McArthur and pals divided on VAR

James McArthur
James McArthur

Former Wigan Athletic star James McArthur and the Crystal Palace dressing room remain divided on the effectiveness of Video Assistant Referee technology after witnessing its influence in their 2-1 defeat at Brighton.

Palace were eliminated from the FA Cup at the third-round stage on Monday when they lost 2-1 at their rivals following their former striker Glenn Murray’s 87th-minute goal.

Both clubs had been visited by Mike Riley, head of Professional Game Match Officials Limited, on Friday to explain the system because of their involvement in the first competitive fixture in English football in which VAR would be used.

It was only when Murray scored, with his knee and amid suspicions of handball, that it was needed, but even though the goal rightly stood, the incident was shrouded in the confusion of a few recognising VAR had any influence.

Match official Andre Marriner did not signal he was receiving assistance from Neil Swarbrick, who was working with the technology from a studio in West London, or use the pitch-side monitors to make a judgement on Murray’s finish.

Palace manager Roy Hodgson and many of his team were also angered, having at least initially believed it should have been ruled out, and McArthur said: “It’s probably 15 seconds you are waiting. They take a bit of time to review it.

“The ref just said it was not a handball. Obviously they have had a look, the referee and whoever is behind the system, and they do not think it is a handball. We have had a look, some people think it is and some think it is not.

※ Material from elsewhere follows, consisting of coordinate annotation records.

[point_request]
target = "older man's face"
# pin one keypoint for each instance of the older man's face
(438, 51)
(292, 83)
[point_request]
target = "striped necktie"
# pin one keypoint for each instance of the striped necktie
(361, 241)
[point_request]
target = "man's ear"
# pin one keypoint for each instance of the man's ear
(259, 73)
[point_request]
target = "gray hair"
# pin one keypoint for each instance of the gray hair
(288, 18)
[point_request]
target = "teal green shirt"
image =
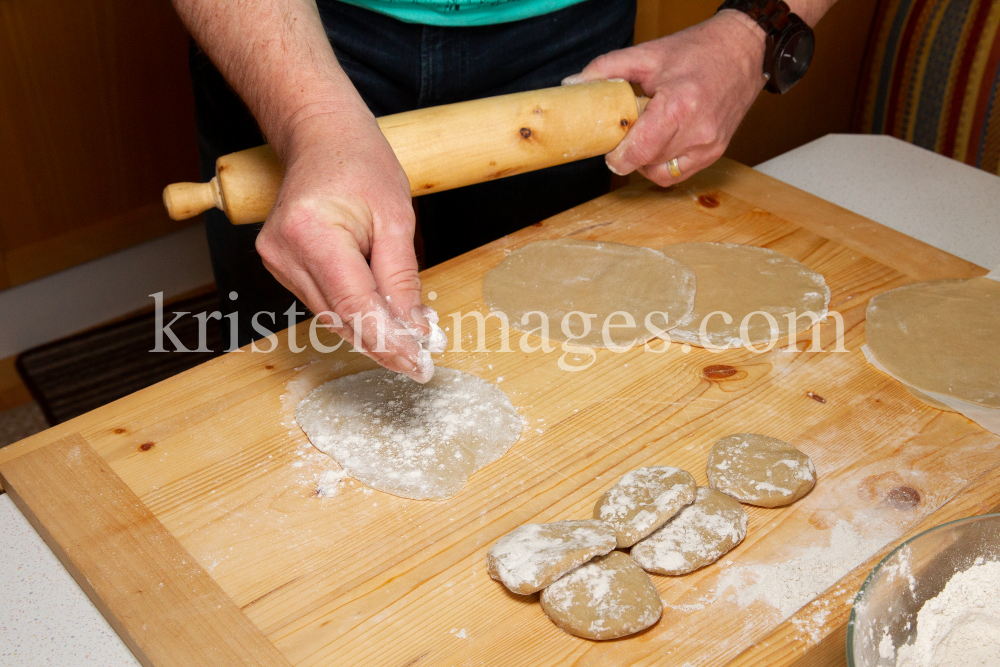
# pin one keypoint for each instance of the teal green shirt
(462, 12)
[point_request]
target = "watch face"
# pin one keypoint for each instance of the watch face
(794, 56)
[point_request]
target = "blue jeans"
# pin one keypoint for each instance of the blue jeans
(401, 66)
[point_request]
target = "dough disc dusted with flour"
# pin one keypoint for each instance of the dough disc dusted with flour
(532, 556)
(760, 470)
(739, 280)
(419, 441)
(941, 336)
(607, 598)
(699, 535)
(565, 275)
(643, 500)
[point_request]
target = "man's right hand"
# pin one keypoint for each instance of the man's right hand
(345, 198)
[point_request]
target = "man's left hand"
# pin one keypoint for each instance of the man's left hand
(701, 82)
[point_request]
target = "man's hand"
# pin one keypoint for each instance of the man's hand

“It is hard for them. We’ve got half the changing room saying it is a goal and half the changing room saying it is not. It is one of those that will probably not happen like that again, but on the first night it is so hard to call.

“It is up to the referees to make those decisions. Maybe they did get it right and it did not touch Glenn’s hand. He does not think it touches his hand and if you look at it closely, they have got so many cameras watching it, they can see it a lot more than you.

“There is so much money for clubs involved that you want mistakes out. But at the same time it’s part of life in football that people make mistakes. We make mistakes and referees do. You have got opinions both ways.”

Riley had previously explained that, on average, VAR decisions take 30-40 seconds to review and that a sample of up to 3,000 games may be necessary before its effectiveness can be judged.

“Especially in the Premier League, the brand is based on its physicality and its speed and that is what the world likes to see,” said Brighton’s Murray.

“If the VAR is going to slow it down, then it’s not a good thing.

“If it can be introduced smoothly, fine. We already have goal-line technology which has kicked off with no problem.”